This room is the Louvre’s Salon Carré, which was filled with recent French paintings when Morse visited—so he created his own greatest-hits museum that exists only in this painting.

There are 38 paintings, two sculptures, and a case of miniatures.

Samuel F.B. Morse—inventor of the telegraph and Morse code—wanted to be famous for art. He made Gallery of the Louvre during a visit to Paris in the 1830s and brought it back to show Americans his idea of great art.

American novelist James Fenimore Cooper, a friend of Morse’s.

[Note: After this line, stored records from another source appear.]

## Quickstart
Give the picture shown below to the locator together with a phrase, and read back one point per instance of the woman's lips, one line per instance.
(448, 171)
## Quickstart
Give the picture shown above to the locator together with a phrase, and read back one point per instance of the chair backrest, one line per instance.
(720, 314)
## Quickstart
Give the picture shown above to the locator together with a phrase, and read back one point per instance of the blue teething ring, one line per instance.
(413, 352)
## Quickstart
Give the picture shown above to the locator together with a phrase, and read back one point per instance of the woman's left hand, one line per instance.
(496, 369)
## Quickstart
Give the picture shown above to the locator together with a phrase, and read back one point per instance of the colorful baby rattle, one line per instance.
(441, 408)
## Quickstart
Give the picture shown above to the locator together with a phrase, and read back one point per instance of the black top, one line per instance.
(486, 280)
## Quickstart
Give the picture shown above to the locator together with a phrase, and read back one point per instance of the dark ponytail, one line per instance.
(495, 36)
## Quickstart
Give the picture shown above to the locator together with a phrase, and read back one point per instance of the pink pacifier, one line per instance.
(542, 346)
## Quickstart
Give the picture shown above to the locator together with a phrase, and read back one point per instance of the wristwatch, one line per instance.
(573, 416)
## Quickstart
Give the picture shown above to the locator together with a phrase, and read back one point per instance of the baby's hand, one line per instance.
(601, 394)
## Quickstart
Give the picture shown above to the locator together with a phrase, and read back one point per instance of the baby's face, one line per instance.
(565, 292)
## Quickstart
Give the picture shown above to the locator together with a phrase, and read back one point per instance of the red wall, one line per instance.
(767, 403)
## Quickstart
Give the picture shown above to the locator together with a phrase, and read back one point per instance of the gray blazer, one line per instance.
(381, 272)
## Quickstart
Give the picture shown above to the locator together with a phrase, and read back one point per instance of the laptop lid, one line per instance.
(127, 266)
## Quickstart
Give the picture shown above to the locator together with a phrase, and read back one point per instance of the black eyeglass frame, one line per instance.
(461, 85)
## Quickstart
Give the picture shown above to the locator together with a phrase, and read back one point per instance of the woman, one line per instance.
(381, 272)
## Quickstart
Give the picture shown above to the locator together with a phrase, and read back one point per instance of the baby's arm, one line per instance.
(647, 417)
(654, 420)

Oh, you know, I’ll just copy Leonardo da Vinci’s Mona Lisa here. Other artists he copied in this painting: Titian, Rembrandt, Poussin, Raphael, van

Dyck, Rubens, Caravaggio.

Morse’s copy of Veronese’s The Wedding Feast at Cana—easier to re-create in this squished sideways perspective, or harder?

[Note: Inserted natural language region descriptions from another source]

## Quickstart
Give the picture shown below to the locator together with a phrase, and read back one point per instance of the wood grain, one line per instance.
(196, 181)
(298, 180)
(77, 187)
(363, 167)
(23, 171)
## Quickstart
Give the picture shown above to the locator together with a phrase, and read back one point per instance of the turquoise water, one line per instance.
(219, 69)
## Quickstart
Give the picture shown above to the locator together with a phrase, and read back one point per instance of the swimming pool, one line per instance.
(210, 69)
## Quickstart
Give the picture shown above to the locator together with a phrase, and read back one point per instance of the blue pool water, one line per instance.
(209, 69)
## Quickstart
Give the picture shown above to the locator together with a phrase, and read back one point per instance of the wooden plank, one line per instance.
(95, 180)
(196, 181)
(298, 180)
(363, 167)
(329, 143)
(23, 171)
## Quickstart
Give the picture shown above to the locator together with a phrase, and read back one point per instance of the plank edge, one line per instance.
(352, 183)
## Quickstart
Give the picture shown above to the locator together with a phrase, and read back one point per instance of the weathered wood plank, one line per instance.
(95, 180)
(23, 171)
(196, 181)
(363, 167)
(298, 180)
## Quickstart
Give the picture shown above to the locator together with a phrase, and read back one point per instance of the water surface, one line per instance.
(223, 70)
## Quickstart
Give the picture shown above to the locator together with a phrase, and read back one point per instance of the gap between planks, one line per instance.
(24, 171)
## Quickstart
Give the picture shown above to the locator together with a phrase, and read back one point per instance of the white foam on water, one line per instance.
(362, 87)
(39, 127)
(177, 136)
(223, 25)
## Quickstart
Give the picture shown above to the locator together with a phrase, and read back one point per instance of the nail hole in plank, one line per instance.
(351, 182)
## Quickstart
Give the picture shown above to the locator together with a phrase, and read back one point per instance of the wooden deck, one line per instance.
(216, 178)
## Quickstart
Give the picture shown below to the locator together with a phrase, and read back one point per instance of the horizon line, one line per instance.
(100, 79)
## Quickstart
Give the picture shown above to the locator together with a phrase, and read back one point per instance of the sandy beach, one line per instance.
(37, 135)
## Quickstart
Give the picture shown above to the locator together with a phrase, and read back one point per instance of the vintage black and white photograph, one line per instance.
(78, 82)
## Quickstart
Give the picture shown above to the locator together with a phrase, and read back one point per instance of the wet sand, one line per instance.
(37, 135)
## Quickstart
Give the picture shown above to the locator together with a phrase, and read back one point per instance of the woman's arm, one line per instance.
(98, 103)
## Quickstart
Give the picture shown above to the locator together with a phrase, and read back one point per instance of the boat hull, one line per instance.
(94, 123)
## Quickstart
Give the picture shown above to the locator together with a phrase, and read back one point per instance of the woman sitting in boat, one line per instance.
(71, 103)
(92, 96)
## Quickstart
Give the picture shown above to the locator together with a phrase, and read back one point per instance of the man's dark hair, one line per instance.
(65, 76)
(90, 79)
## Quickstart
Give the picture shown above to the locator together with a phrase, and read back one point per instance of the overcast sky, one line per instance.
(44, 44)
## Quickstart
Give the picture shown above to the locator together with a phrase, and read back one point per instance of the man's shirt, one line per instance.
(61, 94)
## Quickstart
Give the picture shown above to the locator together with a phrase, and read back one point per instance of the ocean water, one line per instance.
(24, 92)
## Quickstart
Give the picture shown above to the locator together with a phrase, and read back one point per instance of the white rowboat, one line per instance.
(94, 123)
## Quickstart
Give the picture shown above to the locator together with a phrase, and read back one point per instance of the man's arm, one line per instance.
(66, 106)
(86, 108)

Susan Walker Morse is seen here learning from her father’s art instruction, but the American public did not learn about art from Gallery of the Louvre during Morse’s life. His showings of it flopped (to the dismay of critics, who also believed Americans needed educating in Great Art), he sold it in 1834, and he took to creating other forms of transatlantic connection instead. Morse patented the electrical telegraph in 1837.